Harrison Street Real Estate Capital has closed its second fund on $430 million (€274 million) in equity commitments from more than 40 investors in the US and Europe.
The fund, Harrison Street Real Estate Partners II, is already 30 percent committed and with leverage is expected to acquire $1.7 billion of assets.
Harrison St co-founder Christopher Merrill said in a statement the firm would build on its strategy of investing in “recession-resistant” niche markets such as in student and senior housing, medical office and related healthcare assets and storage facilities including self-storage and boat storage in the US.

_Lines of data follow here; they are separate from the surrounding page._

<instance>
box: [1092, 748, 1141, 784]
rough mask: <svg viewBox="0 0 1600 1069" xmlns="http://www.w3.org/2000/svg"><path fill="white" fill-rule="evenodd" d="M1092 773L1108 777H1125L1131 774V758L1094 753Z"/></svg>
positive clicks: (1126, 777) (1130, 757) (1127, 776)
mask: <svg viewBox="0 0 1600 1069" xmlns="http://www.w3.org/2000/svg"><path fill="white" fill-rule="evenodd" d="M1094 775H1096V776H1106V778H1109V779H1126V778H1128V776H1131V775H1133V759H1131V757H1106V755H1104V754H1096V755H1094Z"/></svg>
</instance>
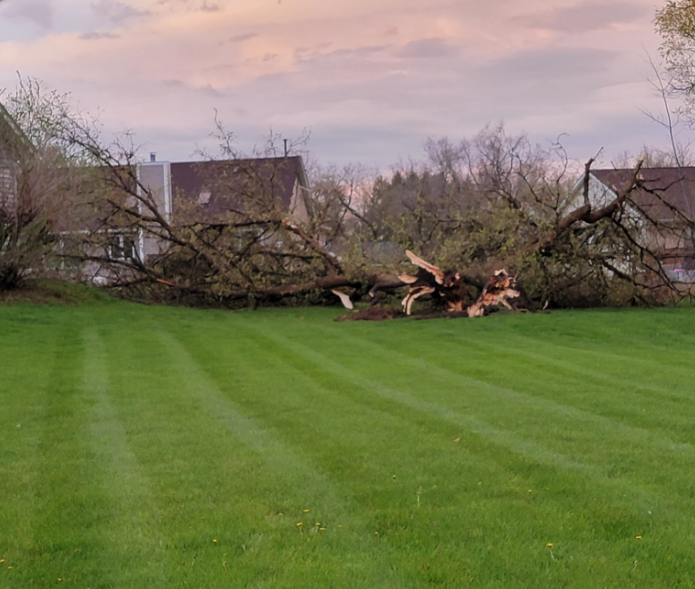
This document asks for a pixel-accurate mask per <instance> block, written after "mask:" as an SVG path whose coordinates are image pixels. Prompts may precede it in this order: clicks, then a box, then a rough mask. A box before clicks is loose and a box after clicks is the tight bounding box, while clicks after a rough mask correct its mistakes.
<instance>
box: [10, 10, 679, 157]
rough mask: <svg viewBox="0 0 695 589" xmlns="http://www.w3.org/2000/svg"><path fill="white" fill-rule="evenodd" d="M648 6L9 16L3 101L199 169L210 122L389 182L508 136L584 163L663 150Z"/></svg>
mask: <svg viewBox="0 0 695 589" xmlns="http://www.w3.org/2000/svg"><path fill="white" fill-rule="evenodd" d="M661 5H663V2H661V1H659V2H658V3H655V2H654V1H652V0H1V1H0V88H2V87H7V88H12V87H14V86H15V84H16V72H17V71H19V72H21V74H22V75H24V76H31V77H37V78H40V79H41V80H43V81H44V83H45V84H46V85H47V86H49V87H52V88H56V89H58V90H60V91H66V92H67V91H69V92H70V93H71V94H72V96H73V99H74V101H75V102H76V103H78V104H79V105H80V106H81V107H82V108H84V109H86V110H89V111H92V112H96V111H99V112H100V113H101V115H100V118H101V120H102V122H103V123H104V125H105V127H106V128H107V129H109V130H111V131H119V130H122V129H131V130H133V131H134V132H135V133H136V136H137V139H138V141H139V142H140V143H141V144H142V145H143V146H144V150H145V152H149V151H156V152H157V154H158V157H159V158H160V159H166V160H170V161H180V160H185V159H189V158H190V156H191V155H192V153H193V152H194V150H195V148H196V145H198V146H205V145H211V144H210V141H211V139H210V133H211V132H212V130H213V126H214V112H215V109H216V110H217V111H218V113H219V117H220V119H221V120H222V121H223V122H224V123H225V125H226V126H227V127H228V128H229V129H231V130H233V131H234V132H235V134H236V135H237V137H238V141H239V145H240V147H241V148H243V149H249V148H250V147H251V146H252V145H253V144H255V143H260V142H261V141H262V137H263V136H264V135H265V134H267V132H268V130H269V129H271V128H272V129H273V130H274V131H275V132H277V133H280V134H282V135H284V136H287V137H293V136H296V135H297V134H299V133H300V132H301V130H302V129H303V128H308V129H309V130H310V131H311V142H310V148H311V150H312V151H313V152H314V153H315V154H316V156H317V157H318V158H319V159H320V160H322V161H325V162H328V161H332V162H337V163H342V162H347V161H362V162H364V163H367V164H371V165H376V166H379V167H387V166H388V165H389V164H391V163H395V162H396V161H397V160H398V159H399V158H407V157H410V156H416V157H417V156H419V155H420V154H421V153H422V143H423V140H424V139H425V138H426V137H428V136H441V135H447V136H448V137H450V138H451V139H454V140H458V139H462V138H464V137H467V136H471V135H472V134H474V133H475V132H476V131H478V130H480V129H481V128H482V127H483V126H484V125H485V124H486V123H489V122H493V123H494V122H499V121H504V122H505V125H506V127H507V128H508V130H509V131H511V132H519V131H526V132H528V134H529V135H531V137H532V138H534V139H535V140H537V141H539V142H542V143H543V142H550V141H552V140H554V139H555V138H556V137H557V136H559V135H560V134H563V133H565V134H567V135H566V136H565V137H564V139H563V143H564V144H565V146H566V147H567V149H568V152H569V155H570V157H572V158H577V159H580V160H584V159H587V158H588V157H590V156H592V155H594V154H595V153H596V151H597V150H598V149H599V148H600V147H602V146H603V147H604V148H605V152H604V153H605V154H606V158H607V159H608V160H610V158H611V157H614V156H615V155H616V154H618V153H620V152H623V151H625V150H631V151H637V150H639V148H640V146H641V145H642V144H643V143H648V144H658V145H665V143H666V137H665V134H664V131H663V129H661V128H660V127H659V126H658V125H656V124H655V123H653V122H651V121H650V120H649V119H648V118H647V117H646V116H645V115H644V114H643V113H642V112H641V111H642V110H651V111H655V112H657V111H658V110H659V101H658V99H657V97H656V96H655V94H654V92H653V90H652V89H651V87H650V85H649V83H648V76H649V73H650V70H649V65H648V63H647V55H648V54H651V55H653V56H656V49H657V47H658V43H659V39H658V37H657V36H656V35H655V33H654V32H653V24H652V20H653V17H654V11H655V10H656V8H658V7H661Z"/></svg>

Already the fund has acquired student housing near the Universities of North and South Carolina and the Texas State University; storage facilities in Palm Beach, Florida, Chicago and California; senior housing properties in Phoenix, Michigan and Minnesota and is developing a boat storage unit in Fort Lauderdale, Florida.
Merrill said however that despite the fund being oversubscribed, ultimate “success can only be measured once we have delivered on our return expectations.” Investors included US and European pension funds – Arizona Public Safety Pension Retirement Systems made an $80 million commitment with a $45 million co-investment to the fund – insurance companies, endowments, foundations and family offices, Merrill added in the statement.

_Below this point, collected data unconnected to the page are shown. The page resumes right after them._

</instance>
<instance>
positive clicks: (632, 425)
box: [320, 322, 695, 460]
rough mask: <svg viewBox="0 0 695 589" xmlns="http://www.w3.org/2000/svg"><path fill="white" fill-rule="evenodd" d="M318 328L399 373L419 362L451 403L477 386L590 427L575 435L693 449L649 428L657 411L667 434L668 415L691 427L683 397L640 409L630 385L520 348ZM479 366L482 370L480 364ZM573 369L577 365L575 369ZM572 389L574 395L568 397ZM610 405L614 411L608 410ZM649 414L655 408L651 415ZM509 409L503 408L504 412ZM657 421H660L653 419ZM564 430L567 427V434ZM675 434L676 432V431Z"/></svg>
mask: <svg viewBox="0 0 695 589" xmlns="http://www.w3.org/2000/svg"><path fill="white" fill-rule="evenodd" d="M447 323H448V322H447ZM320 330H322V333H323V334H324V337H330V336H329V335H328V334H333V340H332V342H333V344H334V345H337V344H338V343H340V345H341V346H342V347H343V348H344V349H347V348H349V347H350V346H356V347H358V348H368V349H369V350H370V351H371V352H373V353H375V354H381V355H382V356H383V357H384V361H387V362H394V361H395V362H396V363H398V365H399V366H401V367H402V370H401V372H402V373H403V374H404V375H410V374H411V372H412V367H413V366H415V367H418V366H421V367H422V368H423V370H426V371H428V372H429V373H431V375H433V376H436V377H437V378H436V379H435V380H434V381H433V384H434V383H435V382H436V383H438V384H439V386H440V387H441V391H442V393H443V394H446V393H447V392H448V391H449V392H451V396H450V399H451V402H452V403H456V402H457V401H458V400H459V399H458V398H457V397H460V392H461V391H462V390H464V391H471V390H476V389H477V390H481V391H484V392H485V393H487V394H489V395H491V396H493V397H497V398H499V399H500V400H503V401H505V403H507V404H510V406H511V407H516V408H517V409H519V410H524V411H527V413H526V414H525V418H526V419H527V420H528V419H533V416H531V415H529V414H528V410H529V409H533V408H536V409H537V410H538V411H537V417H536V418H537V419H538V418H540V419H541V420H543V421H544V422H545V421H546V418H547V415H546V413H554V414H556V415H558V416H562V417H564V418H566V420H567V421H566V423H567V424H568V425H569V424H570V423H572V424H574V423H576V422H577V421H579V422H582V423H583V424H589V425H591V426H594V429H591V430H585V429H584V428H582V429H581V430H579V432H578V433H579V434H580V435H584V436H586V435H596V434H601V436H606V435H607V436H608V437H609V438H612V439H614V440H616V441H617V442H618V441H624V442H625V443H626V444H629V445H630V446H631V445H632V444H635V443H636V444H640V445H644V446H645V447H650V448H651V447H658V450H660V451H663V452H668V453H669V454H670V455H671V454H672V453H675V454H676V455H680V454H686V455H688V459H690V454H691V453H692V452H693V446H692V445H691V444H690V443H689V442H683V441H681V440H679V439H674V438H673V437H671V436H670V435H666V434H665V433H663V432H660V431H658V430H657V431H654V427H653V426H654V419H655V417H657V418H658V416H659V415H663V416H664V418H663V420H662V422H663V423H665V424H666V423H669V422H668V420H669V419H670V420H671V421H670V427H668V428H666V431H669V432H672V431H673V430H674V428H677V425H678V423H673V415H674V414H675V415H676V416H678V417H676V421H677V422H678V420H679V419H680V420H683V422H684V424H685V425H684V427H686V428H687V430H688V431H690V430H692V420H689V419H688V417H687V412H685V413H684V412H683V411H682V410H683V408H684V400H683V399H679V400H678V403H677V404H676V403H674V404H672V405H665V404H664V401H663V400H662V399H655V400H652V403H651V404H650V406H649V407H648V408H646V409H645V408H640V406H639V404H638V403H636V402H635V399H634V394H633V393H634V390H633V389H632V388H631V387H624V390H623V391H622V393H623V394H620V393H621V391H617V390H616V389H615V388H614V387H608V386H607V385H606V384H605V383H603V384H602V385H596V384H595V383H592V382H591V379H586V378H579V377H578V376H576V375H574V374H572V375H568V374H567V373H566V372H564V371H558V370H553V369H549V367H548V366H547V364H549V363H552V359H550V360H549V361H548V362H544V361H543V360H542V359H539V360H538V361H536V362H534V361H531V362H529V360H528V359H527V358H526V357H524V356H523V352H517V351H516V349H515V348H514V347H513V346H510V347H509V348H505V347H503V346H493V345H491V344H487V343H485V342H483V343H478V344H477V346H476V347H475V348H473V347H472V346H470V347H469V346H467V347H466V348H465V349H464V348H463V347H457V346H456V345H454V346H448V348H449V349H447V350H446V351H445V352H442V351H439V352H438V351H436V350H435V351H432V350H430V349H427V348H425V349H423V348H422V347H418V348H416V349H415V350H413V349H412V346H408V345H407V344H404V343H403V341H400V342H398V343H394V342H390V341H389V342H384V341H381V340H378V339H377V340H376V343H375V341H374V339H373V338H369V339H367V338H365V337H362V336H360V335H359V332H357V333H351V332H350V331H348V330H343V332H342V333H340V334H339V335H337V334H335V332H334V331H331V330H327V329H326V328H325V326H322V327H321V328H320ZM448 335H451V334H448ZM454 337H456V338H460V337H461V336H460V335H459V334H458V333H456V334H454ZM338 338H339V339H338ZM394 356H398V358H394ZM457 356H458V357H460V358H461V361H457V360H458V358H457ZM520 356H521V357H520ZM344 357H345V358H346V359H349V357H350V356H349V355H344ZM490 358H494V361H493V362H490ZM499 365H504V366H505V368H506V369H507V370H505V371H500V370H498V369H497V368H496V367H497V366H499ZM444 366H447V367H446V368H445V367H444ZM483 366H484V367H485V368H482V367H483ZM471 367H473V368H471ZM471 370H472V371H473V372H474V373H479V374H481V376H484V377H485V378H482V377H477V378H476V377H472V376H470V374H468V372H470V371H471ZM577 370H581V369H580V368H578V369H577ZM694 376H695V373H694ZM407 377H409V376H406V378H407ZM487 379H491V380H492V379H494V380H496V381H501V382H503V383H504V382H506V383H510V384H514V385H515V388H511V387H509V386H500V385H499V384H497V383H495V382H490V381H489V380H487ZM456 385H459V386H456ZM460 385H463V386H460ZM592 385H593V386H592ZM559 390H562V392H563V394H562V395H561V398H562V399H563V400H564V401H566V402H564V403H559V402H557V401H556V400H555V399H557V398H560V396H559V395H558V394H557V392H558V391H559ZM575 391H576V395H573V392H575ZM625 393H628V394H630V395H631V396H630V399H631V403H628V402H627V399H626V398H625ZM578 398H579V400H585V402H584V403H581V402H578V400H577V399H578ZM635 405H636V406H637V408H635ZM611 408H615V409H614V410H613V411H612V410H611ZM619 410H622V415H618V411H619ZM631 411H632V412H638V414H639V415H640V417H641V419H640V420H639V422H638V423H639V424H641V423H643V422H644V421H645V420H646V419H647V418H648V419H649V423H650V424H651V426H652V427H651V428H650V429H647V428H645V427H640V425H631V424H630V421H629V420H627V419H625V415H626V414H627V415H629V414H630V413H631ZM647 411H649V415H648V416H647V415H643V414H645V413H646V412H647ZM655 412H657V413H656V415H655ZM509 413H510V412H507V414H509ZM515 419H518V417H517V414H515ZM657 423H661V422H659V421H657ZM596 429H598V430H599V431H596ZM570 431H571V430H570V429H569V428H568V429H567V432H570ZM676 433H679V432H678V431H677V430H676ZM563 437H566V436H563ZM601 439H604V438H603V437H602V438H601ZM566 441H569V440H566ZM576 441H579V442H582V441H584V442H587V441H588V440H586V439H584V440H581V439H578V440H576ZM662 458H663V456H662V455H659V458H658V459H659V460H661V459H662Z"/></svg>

Harrison St closed its debut fund, Harrison Street Real Estate Partners, on $208.5 million last year. Both funds were raised without a placement agent. Merrill said the firm would continue to raise funds every 18 to 24 months to take advantage of “pricing inefficiencies that currently exist at the smaller end of the market.”
In the June issue of PERE magazine, Harrison St was named as one of 10 emerging fund managers to watch in the future. Merrill was formerly partner, owner and managing director of Heitman, spearheading the investment firm’s operations in Europe. He founded Harrison St with Christopher and Michael Galvin, the grandsons of the Motorola founding fathers, in 2005 – naming the firm after the street where Motorola first started its life in Chicago in 1928.
Christopher Galvin previously served as chairman and chief executive officer of the communications giant, while Michael Galvin was president of Galvin Enterprises, a venture capital portfolio of biotechnology and real estate development services.